Member of the Maryland Senate from the Cecil County district
- In office 1957–1962
- Preceded by: James Weinroth
- Succeeded by: J. Albert Roney Jr.
- In office 1947–1951
- Preceded by: James W. Hughes
- Succeeded by: Omar D. Crothers Jr.

Personal details
- Born: Elkton, Maryland, U.S.
- Died: August 19, 1965 (aged 87) Elkton, Maryland, U.S.
- Resting place: Elkton Cemetery Elkton, Maryland, U.S.
- Party: Democratic
- Spouse: Ethel Vinyard ​ ​(m. 1912; died 1929)​
- Children: 1
- Education: Johns Hopkins University University of Delaware
- Occupation: Politician; educator;

= Guy Johnson (politician) =

American politician and educator (died 1965)
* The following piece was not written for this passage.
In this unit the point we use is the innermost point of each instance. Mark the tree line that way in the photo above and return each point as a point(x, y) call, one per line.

Guy Johnson (died August 19, 1965) was an American politician and educator from Maryland. He represented Cecil County in the Maryland Senate from 1947 to 1951 and from 1957 to 1963 and in the Maryland House of Delegates from 1951 to 1957 and from 1963 to 1965.

==Early life==
Guy Johnson was born in Elkton, Maryland. He graduated from Elkton Academy. He studied at Johns Hopkins University and the University of Delaware.

==Career==
In 1897, Johnson began his teaching career as a teacher at the Warwick Elementary School in Cecil County. He served as the principal of schools in North East, Chesapeake and Elkton. He worked as an educator for 49 years.
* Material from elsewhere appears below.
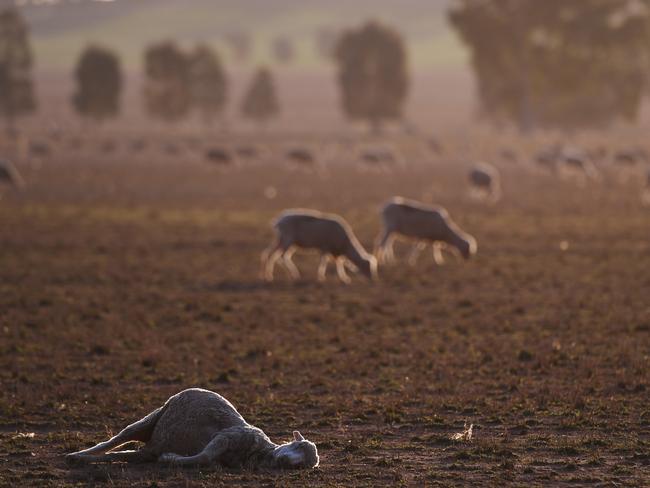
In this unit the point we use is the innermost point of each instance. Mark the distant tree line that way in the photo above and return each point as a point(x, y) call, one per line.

Johnson was a Democrat. Johnson served as a member of the Maryland Senate, representing Cecil County, from 1947 to 1951. He was the chairman of the education committee in 1951. Johnson served as a member of the Maryland House of Delegates from 1951 to 1957. In 1957, he was re-appointed to fill a vacancy in the Maryland Senate. He left the senate in 1963. He then served again in the Maryland House of Delegates from 1963 until his death.

==Personal life==
Johnson married Ethel Vinyard, daughter of Verna Vinyard, of Warwick, Maryland, on December 31, 1912. She died in 1929. They had one daughter, Sarah J. He was a member of the Elkton Methodist Church.

Johnson died on August 19, 1965, at the age of 87, at his home in Elkton. He was buried at Elkton Cemetery.

==Awards and legacy==
Johnson was honored as Elkton's Citizen of the Year in 1964.